I have a collection of homogeneous dicts, how do I write them to BigQuery without knowing the schema?
The BigQuerySink requires that I specify the schema when I construct it. But, I don't know the schema: it's defined by the keys of the dicts I'm trying to write.
Is there a way to have my pipeline infer the schema, and then provide it back (as a sideinput?) to the sink?
For example:
# Create a PCollection of dicts, something like
# {'field1': 'myval', 'field2': 10}
data = (p | 'generate_data' >> beam.ParDo(CreateData())
# Infer the schema from the data
# Generates a string for each element (ok to assume all dict keys equal)

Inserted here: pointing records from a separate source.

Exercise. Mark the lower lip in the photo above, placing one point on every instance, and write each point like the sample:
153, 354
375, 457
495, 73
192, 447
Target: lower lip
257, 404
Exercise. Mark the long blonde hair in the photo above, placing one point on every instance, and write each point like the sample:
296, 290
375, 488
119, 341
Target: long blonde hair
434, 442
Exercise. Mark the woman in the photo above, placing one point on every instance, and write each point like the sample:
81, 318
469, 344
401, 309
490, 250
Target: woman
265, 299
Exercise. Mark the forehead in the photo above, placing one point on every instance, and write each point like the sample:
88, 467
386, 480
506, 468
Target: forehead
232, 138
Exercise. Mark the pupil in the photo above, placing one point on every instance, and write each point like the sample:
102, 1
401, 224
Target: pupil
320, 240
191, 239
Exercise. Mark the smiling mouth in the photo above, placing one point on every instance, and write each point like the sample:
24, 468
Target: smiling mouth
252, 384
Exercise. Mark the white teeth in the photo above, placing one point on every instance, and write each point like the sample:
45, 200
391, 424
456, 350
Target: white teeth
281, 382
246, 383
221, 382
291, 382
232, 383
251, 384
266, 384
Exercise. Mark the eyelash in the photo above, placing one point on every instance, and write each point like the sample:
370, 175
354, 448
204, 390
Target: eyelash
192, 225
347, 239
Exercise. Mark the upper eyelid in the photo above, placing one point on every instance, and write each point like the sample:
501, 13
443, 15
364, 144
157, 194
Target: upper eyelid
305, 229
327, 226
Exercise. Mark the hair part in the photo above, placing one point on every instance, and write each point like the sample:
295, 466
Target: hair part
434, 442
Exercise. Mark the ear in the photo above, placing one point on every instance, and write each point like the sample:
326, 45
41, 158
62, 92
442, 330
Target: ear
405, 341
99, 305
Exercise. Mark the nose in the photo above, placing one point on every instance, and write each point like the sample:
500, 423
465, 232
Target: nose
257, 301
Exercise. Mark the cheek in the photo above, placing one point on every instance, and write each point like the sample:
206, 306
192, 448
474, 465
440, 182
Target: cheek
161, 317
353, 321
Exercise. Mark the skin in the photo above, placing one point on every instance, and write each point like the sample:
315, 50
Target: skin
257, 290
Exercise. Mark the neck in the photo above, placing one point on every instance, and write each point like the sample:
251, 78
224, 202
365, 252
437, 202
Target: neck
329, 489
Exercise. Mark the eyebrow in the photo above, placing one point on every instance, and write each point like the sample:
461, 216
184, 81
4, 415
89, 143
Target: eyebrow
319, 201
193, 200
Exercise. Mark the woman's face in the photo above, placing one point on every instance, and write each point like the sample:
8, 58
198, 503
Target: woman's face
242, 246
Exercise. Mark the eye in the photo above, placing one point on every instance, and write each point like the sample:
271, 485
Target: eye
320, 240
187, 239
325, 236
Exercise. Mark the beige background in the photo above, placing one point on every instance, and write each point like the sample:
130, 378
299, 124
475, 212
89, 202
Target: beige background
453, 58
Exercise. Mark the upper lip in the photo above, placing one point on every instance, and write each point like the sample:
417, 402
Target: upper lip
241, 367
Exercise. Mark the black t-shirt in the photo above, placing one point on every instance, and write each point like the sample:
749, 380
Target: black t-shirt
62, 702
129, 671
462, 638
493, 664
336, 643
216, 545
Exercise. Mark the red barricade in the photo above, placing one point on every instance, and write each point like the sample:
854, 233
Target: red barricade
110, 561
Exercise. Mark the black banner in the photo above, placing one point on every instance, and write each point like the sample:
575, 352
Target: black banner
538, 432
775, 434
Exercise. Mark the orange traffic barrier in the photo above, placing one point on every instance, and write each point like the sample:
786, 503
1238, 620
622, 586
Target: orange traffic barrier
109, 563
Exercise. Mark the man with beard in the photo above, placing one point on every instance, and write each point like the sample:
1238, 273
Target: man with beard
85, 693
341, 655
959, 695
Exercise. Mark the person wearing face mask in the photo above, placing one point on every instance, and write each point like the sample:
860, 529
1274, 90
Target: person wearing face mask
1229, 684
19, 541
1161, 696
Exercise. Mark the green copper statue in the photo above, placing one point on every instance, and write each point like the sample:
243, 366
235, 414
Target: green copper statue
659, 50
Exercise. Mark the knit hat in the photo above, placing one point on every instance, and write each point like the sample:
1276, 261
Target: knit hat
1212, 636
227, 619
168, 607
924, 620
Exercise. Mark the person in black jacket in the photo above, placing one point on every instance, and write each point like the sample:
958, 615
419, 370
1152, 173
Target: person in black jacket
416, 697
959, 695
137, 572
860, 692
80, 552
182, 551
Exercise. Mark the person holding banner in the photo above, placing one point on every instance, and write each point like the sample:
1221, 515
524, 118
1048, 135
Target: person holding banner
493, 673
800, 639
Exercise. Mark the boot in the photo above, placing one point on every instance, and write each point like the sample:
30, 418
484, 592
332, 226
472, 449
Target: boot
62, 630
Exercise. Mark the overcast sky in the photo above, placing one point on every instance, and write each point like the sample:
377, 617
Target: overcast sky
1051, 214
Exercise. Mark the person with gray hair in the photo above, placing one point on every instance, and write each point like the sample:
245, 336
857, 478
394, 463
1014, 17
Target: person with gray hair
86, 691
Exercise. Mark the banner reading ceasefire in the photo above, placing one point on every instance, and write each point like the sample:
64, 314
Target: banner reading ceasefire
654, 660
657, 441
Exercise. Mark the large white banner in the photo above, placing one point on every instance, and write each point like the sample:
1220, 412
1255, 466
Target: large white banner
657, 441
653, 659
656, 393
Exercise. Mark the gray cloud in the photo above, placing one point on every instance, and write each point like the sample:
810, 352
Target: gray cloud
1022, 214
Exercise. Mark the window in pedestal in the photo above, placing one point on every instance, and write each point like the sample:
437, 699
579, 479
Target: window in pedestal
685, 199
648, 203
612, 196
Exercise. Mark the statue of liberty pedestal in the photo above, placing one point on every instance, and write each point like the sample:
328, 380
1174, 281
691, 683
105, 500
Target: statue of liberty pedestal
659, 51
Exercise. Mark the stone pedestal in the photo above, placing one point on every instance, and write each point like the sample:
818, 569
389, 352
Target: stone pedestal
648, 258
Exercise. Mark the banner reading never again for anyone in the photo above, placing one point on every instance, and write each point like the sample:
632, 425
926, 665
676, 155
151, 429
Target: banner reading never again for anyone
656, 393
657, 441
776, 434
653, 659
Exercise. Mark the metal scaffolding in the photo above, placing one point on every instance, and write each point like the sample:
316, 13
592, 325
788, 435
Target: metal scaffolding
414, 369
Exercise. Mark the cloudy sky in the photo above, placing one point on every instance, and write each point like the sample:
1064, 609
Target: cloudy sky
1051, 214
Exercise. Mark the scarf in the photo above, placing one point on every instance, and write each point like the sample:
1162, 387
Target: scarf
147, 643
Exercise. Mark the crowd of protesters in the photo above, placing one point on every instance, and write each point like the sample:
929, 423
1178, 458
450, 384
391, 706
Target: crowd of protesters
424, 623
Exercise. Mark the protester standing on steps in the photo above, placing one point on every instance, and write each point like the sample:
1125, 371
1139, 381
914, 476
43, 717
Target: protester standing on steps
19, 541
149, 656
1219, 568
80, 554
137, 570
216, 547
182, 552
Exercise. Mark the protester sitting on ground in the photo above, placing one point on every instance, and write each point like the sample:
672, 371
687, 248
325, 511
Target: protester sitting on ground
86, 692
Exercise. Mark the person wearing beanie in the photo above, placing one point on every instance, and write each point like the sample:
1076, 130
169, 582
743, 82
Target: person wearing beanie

# "field1:STRING, field2:INTEGER"
schema = (data
| 'infer_schema' >> beam.ParDo(InferSchema())
| 'sample_one' >> beam.combiners.Sample.FixedSizeGlobally(1))
But then, how do I feed the schema as a parameter to the BigQuerySink, and use that in a beam.io.Write?
I know this isn't correct, but what I want to do is:
sink = BigQuerySink(tablename, dataset, project, schema=Materialize(schema))
p | 'write_bigquery' >> beam.io.Write(sink)
tl;dr Is there a way to create and write a bigquery table from apache beam programmatically inferring the schema from the data?